I used the instructions from the pattern, along with the Craftsy Bra Making Construction and Fit class. I would not have been able to achieve the results I did without the Craftsy class. In my opinion, the Boylston Bra pattern isn't written for someone who has never ever made a bra before.
32DDD. (I should have bought the smaller sized pattern, because I'm not my RTW size in this (also, the sizing is confusing, as DD appears to be an 'E' in this one?). I used the sister sizing/bottom cup depth info that I posted about a few days ago.
I sized up the band to a 38 by adding a total of 6" to the band (3" on each side). I should have added slightly less than that, because my band could stand to be about 1/2" shorter (I'm on the tightest hooks).
I also added 1/4" at the bottom of the bridge, since I have some splaying action going on there. This since this piece is cut on the fold, it added 1/2" total (which come to think of it, could be where I gained that 1/2" extra on the band?)...
Non-stretch lace, 15 denier lining, powernet (the non-stretch lace and powernet were from Fabricana, and the 15 denier lining was from Bra Maker's Supply). I fully lined the lace, so everywhere that has a layer of lace in this bra also has a layer of 15 denier. I should have bought some fabric adhesive, and I learned that basting with the lace side down (feed dog side) is the only way to control these two layers.
I bought fabric adhesive for next time.
I also used a 'large' findings kit in black from Bra Maker's Supply. I didn't use the neck/top of cup elastic, and I barely had enough strap elastic. Such is life when you order a kit...
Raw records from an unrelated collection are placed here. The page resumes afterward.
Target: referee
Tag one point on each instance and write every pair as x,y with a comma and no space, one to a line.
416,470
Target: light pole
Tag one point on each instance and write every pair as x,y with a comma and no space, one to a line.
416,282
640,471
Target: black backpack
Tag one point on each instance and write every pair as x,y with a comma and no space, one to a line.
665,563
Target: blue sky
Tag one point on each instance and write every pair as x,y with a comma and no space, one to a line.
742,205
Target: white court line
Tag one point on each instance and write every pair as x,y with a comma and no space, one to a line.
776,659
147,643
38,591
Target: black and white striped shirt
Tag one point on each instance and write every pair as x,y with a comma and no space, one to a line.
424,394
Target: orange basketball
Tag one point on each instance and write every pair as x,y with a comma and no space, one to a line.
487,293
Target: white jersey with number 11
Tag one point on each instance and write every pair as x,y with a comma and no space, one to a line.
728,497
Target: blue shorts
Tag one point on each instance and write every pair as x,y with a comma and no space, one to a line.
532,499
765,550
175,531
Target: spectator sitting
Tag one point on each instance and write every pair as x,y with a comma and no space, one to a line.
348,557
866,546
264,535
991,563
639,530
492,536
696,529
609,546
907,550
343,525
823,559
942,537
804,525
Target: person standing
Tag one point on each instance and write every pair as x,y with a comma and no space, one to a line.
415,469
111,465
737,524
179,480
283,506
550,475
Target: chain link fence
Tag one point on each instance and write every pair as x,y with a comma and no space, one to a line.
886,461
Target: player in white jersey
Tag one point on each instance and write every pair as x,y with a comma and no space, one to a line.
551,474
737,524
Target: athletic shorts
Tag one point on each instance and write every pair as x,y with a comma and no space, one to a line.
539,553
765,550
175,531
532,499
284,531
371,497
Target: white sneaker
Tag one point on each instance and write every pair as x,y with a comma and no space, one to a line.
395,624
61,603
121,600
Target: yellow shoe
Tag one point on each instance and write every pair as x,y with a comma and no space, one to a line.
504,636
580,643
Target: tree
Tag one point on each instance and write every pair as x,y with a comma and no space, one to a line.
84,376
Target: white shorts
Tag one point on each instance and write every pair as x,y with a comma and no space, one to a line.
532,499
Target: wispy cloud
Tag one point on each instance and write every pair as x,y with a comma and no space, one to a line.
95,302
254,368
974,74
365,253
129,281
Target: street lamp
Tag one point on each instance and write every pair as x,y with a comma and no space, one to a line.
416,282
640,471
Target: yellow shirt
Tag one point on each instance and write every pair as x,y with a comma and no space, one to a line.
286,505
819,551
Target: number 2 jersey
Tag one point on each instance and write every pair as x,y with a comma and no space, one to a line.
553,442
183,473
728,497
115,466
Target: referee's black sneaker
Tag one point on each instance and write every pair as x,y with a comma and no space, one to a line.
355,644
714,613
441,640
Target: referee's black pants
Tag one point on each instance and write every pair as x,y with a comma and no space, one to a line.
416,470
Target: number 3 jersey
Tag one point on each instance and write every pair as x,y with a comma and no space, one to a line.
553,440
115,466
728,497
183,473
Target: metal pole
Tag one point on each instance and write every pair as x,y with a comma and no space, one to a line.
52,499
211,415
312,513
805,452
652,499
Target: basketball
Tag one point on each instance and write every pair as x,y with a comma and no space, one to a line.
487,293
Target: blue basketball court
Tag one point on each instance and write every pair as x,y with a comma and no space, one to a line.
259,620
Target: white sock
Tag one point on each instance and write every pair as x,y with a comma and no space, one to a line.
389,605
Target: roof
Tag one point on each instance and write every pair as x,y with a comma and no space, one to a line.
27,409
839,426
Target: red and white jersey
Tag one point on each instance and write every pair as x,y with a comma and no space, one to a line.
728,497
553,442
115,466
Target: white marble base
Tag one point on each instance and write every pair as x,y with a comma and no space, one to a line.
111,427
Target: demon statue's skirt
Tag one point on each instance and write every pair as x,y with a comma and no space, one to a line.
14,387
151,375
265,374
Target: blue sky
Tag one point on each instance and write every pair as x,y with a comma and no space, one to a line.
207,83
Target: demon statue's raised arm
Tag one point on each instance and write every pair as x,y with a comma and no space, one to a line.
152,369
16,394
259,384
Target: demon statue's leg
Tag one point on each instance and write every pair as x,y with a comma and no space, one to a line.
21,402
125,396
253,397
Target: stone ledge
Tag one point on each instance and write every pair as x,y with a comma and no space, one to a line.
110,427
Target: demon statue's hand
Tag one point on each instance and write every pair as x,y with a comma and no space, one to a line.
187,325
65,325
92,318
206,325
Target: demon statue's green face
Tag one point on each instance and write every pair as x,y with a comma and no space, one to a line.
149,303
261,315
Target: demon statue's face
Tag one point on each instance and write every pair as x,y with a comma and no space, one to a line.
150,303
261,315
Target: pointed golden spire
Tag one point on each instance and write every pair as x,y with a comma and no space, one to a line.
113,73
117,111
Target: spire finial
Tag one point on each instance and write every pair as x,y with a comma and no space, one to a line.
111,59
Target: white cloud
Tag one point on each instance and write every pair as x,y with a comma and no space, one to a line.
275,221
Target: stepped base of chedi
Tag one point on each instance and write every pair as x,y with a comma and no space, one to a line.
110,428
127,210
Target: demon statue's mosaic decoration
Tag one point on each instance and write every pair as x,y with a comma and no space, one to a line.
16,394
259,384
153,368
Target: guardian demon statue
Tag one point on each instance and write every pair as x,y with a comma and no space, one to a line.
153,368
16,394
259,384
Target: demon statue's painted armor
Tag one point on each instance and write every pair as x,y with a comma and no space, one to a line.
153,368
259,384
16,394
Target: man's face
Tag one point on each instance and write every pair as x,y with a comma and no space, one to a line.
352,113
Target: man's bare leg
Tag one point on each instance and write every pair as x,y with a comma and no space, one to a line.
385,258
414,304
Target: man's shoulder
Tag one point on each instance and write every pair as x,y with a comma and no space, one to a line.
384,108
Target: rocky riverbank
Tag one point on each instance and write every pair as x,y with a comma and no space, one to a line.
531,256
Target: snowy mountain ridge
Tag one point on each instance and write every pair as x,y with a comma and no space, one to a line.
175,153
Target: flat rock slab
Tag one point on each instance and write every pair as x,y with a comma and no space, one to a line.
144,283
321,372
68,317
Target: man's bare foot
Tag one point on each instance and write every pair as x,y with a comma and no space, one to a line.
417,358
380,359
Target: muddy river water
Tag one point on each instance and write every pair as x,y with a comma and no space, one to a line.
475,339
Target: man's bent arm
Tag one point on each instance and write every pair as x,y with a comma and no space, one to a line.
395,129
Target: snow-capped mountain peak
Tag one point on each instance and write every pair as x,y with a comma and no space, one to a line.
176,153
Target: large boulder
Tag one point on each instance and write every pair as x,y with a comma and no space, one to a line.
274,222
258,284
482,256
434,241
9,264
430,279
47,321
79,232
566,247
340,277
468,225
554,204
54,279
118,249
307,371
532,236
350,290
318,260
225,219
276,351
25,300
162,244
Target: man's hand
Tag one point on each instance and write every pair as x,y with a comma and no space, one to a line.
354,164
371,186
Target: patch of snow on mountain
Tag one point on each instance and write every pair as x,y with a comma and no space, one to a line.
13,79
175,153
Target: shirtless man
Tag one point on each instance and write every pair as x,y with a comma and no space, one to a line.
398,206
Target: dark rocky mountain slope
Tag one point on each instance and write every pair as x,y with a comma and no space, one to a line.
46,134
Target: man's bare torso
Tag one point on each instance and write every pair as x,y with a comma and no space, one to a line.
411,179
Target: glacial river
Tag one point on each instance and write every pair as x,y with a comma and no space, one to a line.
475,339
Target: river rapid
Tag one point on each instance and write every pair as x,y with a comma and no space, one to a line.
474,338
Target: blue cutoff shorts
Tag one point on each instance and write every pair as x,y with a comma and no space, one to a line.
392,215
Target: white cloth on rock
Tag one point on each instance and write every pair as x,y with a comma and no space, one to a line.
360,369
For the strap elastic, you basically have to have a mostly fabric strap, because there was only 20.5" of strap elastic in the kit (10.25" for the entirety of each strap). Particularly a bummer, because I have 2 more kits that I had planned to do fully elastic straps with and now I know I won't have enough.
Size 42 regular underwire from Bra Maker's Supply. I bought a 42, 44, 46 underwire in the regular and the long lengths, and the regular fit well in the Boylston, and the 42 fit my body well and fit in the bra too! I think I will likely be able to use the 44's in a future bra (perhaps I'm a 43? haha), but the 46's are definitely to wide and too long.
Rotary cutter, self healing mat, pattern weights
Bernina 1230 sewing machine, 1/4" foot, zigzag foot, blind hem foot (for lining up top stitching)
Embroidery scissors, applique scissors
Iron, pressing ham
Size 10 ballpoint Schmetz needle
Straight stitch, zigzag, 3 step zigzag
I have to say, I'm pretty impressed with myself on this one! It was super unfamiliar construction, difficult fitting, and tricky fabrics, and I ended up with a great result!
The stitching on the top of the right cup feels like it needs some stretch, but I think that has more to do with a bit of a seam allowance issue in working with the two slippery fabrics together. Although, I wonder if I would have been better off using a zigzag stitch on that seam.
I also don't really like the lace for the straps. It just feels too delicate. If I was going to make another lace Boylston I would likely do full elastic straps. I think the neck side of the straps would have benefited from some top stitching, as well as the top of the cups, but that could just be because of my fabric choice.
I think I'm going to try a Marlborough Bra next.